An ex is like the fat kid from high school.

“It is the potential which constitutes man, the potential to be opposite someone or something, to have one’s face-toward someone or something, to be a person. It is the potential to say ‘I’, addressed to ‘you’, to converse, to share… Therefore only the direct relationship, encounter, reference can make a person known. No objective information is able to exhaust the dissimilarity of the person, to make the person known to us… Whatever is beyond the possibility of a relationship, what is unrelated, is also non-existent, even if human logic confirms its existence.”

-Christos Yannaras, “Elements of Faith”

We all know that kid. That kid who was fat in high school and stayed fat forever. Except he didn’t stay fat forever. He went to college, worked out a lot, and became super hot and popular.

But for some dumb reason, his high school friends still see him as the fat kid. At least, the lame ones do, which happen to be a lot of them. For them, he’ll always be that kid.

It’s hard to accept that people change. I see this especially in bad breakups. When you break up with someone because he hurt you, it’s hard not to just turn that person into a personification of whatever reason you broke up. When you see that person weeks or months or years later for the first time, one of the first things you see in him is the reason you broke up. And you want to freeze him, for all eternity, in the box of that reason.

It’s entirely possible that he hasn’t changed. But maybe he has. Maybe he’s not the fat kid anymore. The problem with the deeper stuff is that you can’t just wrap some measuring tape around his waist to determine whether or not he’s actually lost his baggage. The only way for that to happen is for you to turn him into a person again, to turn him into something capable of transcending whatever “objectivities” you’ve set up for him, including his past—and possibly present—deficiencies.

This personhood is only possible insofar as we have a potentiality of relationship, not necessarily a best friendship or even close comradeship, but as someone we encounter constantly anew, someone whose personhood includes his past and the innumerable objectivities of which we have become aware, but someone who is not definitively constrained in the box of those objectivities.

I’m not saying this is easy.
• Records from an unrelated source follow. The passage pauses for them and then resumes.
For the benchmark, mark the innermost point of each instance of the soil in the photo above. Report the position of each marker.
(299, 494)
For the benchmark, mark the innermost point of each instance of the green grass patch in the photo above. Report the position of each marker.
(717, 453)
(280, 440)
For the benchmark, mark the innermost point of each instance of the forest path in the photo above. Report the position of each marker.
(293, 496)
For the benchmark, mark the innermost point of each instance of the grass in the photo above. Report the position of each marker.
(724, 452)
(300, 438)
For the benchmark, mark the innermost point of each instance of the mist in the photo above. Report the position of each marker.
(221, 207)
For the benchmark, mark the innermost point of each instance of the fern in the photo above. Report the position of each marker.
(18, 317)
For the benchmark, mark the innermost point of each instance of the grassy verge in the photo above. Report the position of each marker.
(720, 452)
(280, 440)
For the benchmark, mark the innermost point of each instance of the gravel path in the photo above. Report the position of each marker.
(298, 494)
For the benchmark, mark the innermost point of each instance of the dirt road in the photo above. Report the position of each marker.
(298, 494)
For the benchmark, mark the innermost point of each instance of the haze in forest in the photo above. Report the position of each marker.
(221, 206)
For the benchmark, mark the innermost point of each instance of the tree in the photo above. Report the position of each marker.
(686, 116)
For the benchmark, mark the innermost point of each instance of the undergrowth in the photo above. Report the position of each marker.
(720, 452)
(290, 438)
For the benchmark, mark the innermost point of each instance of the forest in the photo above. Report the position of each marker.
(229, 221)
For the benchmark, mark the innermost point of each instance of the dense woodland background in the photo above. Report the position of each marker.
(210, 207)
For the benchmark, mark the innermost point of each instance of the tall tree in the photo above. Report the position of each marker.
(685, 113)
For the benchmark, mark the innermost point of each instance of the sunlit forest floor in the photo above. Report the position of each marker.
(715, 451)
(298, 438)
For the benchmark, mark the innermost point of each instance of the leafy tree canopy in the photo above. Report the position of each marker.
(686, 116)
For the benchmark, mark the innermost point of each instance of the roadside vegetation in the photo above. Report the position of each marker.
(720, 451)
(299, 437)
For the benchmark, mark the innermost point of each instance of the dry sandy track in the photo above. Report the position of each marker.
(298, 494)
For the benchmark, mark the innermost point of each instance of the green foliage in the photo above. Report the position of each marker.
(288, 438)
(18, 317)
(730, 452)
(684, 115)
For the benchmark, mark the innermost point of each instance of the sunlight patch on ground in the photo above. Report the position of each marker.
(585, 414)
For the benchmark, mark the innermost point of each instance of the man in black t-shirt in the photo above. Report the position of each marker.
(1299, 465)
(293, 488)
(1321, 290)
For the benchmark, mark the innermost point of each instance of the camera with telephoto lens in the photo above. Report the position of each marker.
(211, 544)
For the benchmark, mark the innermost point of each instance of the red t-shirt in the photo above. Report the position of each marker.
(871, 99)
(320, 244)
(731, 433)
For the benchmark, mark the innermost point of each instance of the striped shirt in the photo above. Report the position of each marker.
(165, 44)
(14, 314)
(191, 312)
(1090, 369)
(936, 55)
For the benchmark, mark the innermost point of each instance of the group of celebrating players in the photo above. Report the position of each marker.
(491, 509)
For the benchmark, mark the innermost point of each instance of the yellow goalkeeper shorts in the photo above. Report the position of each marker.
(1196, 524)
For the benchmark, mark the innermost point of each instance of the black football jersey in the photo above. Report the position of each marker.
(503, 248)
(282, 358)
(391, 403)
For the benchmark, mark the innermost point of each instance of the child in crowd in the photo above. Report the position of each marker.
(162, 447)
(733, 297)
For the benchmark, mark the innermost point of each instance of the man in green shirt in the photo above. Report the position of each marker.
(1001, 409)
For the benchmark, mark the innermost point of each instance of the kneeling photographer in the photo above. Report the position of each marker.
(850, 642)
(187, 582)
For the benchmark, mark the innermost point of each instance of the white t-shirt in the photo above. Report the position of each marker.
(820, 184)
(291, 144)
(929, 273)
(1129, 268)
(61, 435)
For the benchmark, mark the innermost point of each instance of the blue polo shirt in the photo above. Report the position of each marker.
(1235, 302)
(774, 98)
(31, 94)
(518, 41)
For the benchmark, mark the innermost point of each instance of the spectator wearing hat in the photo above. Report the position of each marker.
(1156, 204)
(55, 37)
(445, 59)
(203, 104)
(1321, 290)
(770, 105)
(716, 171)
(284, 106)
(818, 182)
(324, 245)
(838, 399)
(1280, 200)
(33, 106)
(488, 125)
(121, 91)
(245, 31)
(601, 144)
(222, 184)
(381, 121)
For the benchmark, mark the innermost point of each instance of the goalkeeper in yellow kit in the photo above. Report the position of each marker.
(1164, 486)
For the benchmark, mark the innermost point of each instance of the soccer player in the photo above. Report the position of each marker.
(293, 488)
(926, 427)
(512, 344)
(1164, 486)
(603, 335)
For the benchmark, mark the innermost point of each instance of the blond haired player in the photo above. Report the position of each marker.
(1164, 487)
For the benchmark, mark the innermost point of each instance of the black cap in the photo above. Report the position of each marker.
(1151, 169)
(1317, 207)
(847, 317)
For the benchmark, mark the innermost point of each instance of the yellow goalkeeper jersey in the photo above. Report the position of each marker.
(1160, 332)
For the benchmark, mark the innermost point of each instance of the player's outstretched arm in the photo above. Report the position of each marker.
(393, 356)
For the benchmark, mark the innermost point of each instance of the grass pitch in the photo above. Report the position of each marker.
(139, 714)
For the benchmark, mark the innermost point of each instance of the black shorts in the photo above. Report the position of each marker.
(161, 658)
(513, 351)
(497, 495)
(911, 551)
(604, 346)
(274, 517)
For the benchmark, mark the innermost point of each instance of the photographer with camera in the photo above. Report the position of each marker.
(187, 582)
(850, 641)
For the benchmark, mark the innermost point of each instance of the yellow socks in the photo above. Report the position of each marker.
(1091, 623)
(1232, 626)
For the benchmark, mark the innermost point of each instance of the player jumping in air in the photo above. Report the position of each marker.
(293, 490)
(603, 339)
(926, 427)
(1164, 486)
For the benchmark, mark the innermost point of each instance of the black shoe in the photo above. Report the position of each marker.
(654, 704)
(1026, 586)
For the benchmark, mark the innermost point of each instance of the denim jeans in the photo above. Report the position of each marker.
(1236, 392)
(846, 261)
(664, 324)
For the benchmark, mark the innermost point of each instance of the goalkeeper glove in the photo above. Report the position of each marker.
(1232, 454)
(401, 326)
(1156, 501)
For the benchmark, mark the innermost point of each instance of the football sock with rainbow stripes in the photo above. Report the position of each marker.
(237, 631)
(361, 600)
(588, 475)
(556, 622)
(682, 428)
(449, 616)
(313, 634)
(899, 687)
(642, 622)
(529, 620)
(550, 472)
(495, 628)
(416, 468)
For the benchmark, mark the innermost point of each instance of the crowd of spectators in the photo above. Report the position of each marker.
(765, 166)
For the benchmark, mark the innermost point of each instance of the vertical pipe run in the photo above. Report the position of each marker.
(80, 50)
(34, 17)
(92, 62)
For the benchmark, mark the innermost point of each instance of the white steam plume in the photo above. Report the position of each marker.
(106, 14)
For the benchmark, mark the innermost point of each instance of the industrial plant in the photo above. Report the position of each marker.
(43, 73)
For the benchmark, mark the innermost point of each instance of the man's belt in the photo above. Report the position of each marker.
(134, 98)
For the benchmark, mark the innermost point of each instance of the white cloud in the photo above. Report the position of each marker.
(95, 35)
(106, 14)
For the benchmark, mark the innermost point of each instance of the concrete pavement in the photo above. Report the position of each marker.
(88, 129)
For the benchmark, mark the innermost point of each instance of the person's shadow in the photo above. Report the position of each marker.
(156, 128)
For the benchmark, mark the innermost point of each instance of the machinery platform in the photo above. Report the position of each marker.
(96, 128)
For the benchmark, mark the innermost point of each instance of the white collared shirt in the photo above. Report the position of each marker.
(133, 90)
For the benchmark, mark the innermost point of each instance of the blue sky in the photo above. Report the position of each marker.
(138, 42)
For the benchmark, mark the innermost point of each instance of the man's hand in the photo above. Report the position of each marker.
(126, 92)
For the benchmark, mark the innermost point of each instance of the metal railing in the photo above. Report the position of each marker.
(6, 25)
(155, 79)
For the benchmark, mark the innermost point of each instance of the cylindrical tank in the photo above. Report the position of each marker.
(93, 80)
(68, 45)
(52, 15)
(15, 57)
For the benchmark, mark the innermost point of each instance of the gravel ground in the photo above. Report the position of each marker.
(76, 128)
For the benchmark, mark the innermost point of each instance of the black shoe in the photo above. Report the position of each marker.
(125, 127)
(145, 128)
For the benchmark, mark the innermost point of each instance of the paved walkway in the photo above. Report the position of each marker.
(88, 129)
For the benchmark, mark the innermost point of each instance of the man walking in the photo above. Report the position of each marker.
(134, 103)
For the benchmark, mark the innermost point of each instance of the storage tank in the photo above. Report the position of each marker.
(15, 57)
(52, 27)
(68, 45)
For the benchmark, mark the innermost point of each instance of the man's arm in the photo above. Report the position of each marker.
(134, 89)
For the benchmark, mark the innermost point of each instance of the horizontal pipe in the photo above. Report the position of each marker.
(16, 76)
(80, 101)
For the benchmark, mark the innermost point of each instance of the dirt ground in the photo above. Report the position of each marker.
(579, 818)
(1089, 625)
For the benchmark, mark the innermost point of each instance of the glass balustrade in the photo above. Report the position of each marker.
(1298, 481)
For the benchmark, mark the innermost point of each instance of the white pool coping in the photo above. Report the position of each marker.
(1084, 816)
It involves giving up a lot of control with regards to that person. Insofar as you objectify another, you control that other’s personhood in a way that sets up pre-established narratives for how you respond to him. Objectivity sets up spaces that are familiar and feel safer. Giving up that control, and establishing personhood, involves complicating or destroying our own narratives and entering into a realm of ambiguity that can be scary. When we encounter a person as other, we endanger our syllogisms of response. We enter into a mystery of the human person which transcends our own autonomous individuality. And this involves risk and vulnerability.

But risk and vulnerability are the places of creation and creativity, and that’s a space I want to occupy.